• Politik
  • Annegret Kramp-Karrenbauer

Abschrecken. Drohen. Krieg.

In einer Grundsatzrede fordert die Verteidigungsministerin das Ende der Scham

  • Daniel Lücking
  • Lesedauer: 3 Min.

»Verteidigung, das heißt: Abschrecken mit der Androhung militärischer Gewalt, um so Raum für politische Lösungen zu schaffen. Aber notfalls heißt es auch Anwendung militärischer Gewalt - kämpfen«, so Bundesverteidigungsministerin Annegret Kramp-Karrenbauer in ihrer Grundsatzrede vor Offizier*innen des Generalstabs in Hamburg. Die Offizier*innen gehören zur Führungsriege in der Bundeswehr und müssen in den kommenden Jahren den aktuellen Kurs der Verteidigungspolitik umsetzen.
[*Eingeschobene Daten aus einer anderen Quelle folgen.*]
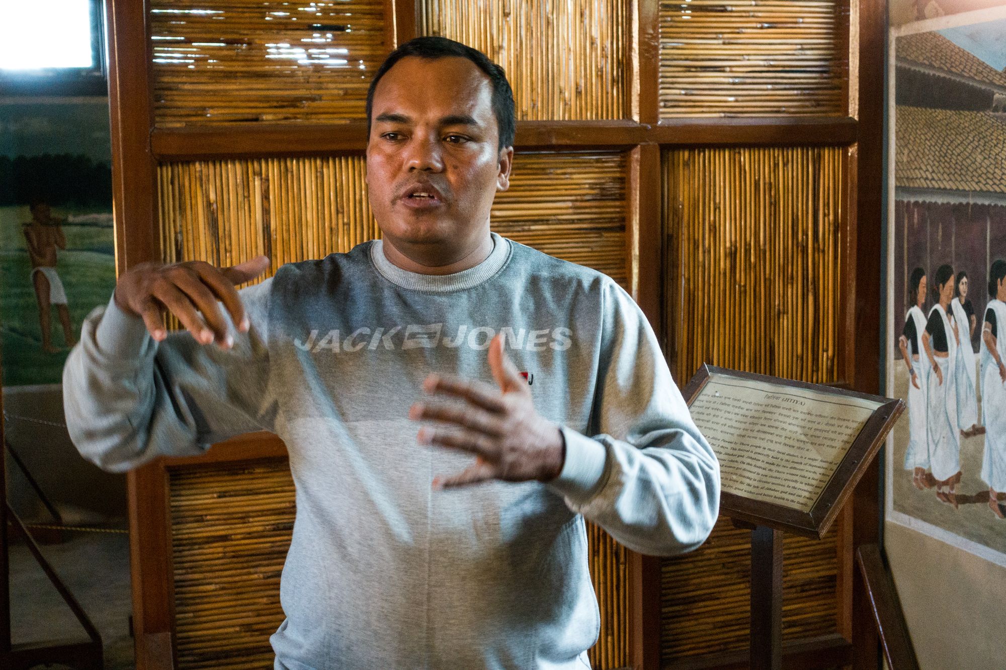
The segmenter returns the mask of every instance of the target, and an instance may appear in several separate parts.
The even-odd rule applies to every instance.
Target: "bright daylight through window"
[[[4,2],[0,69],[92,67],[90,0]]]

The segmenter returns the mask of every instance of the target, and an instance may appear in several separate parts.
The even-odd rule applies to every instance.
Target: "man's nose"
[[[409,171],[441,172],[444,169],[444,160],[439,138],[413,137],[408,143],[406,161]]]

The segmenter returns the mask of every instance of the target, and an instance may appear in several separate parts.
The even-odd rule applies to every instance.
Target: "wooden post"
[[[751,530],[751,670],[783,667],[783,531]]]

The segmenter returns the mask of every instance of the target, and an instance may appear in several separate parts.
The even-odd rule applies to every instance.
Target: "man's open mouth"
[[[444,201],[439,190],[430,184],[415,184],[401,194],[401,200],[411,207],[429,207]]]

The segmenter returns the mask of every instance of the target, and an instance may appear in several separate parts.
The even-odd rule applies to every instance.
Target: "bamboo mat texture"
[[[365,118],[383,0],[151,0],[159,127]]]
[[[624,0],[418,0],[416,32],[474,46],[503,66],[522,121],[624,119]]]
[[[296,509],[286,461],[173,469],[169,509],[177,667],[271,668]],[[621,668],[629,662],[626,549],[590,523],[588,542],[601,610],[591,663]]]
[[[678,380],[702,363],[838,379],[841,147],[664,153]]]
[[[625,287],[626,169],[617,151],[519,153],[492,229]],[[380,233],[361,156],[163,163],[158,186],[166,263],[230,266],[265,254],[275,270]]]
[[[822,540],[785,535],[783,556],[783,639],[837,632],[836,532]],[[705,544],[663,559],[660,605],[663,663],[747,649],[750,531],[720,517]]]
[[[661,0],[660,116],[840,116],[848,80],[832,0]]]

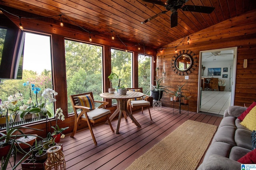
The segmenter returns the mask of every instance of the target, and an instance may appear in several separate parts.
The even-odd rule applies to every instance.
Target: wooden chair
[[[105,106],[108,104],[108,102],[94,100],[92,92],[71,95],[70,98],[75,113],[74,125],[70,137],[74,137],[75,135],[79,120],[87,122],[95,145],[97,145],[97,141],[92,127],[94,123],[104,120],[105,121],[107,120],[111,130],[114,132],[108,117],[110,111],[104,108]],[[102,104],[96,108],[94,102],[101,103]]]
[[[134,91],[135,92],[138,92],[143,93],[142,88],[127,88],[128,91]],[[149,117],[150,120],[152,120],[151,118],[151,114],[150,114],[150,111],[149,107],[150,106],[150,103],[147,101],[149,97],[147,95],[144,95],[146,98],[143,99],[142,97],[136,98],[134,99],[129,99],[128,100],[128,104],[127,105],[127,109],[128,107],[130,106],[131,113],[132,114],[132,108],[135,107],[142,107],[142,112],[143,114],[143,107],[148,107],[148,112],[149,113]]]

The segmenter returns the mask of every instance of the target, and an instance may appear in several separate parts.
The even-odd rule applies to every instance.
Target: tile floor
[[[200,111],[223,115],[231,98],[231,92],[202,91]]]

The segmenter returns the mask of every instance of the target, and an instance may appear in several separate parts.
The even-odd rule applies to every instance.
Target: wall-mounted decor
[[[207,76],[220,76],[221,75],[221,68],[208,68]]]
[[[196,54],[190,50],[181,50],[173,57],[172,67],[173,68],[173,71],[178,75],[188,75],[196,67],[195,63],[198,62],[197,57]]]

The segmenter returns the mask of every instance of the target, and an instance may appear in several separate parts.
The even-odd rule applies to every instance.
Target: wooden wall
[[[251,11],[240,16],[235,17],[208,28],[179,39],[164,47],[159,56],[160,70],[163,62],[166,62],[167,76],[165,84],[176,87],[187,83],[184,86],[187,95],[192,96],[190,100],[189,110],[196,111],[198,98],[199,63],[196,69],[189,74],[189,79],[185,80],[184,76],[176,74],[171,67],[172,58],[176,54],[175,47],[179,51],[189,50],[194,52],[198,58],[200,51],[237,47],[238,47],[236,75],[234,105],[249,106],[256,100],[256,11]],[[244,59],[247,59],[248,65],[243,67]],[[158,74],[159,75],[159,74]],[[159,77],[158,77],[159,78]],[[164,95],[163,106],[172,107],[171,95]]]

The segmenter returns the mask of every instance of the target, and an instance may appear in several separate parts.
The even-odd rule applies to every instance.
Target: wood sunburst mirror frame
[[[173,70],[180,76],[184,76],[189,74],[196,69],[198,58],[192,51],[183,50],[176,53],[172,61]]]

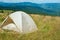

Was als Motivationsrede gedacht war, enthielt auch einigen Tadel. Die Ministerin verurteilte am Freitag den kürzlich öffentlich gewordenen rassistischen und rechtsradikalen Vorfall in Litauen, bei dem auch wieder Unregelmäßigkeiten im Umgang mit Munition untersucht werden. Die Ministerin gab sich als Frau der klaren Worte. Es sei ein Gebot des Anstands gegenüber Soldat*innen, »dass wir sie nicht verleugnen, indem wir schamvoll ihre eigentliche Aufgabe verschleiern«.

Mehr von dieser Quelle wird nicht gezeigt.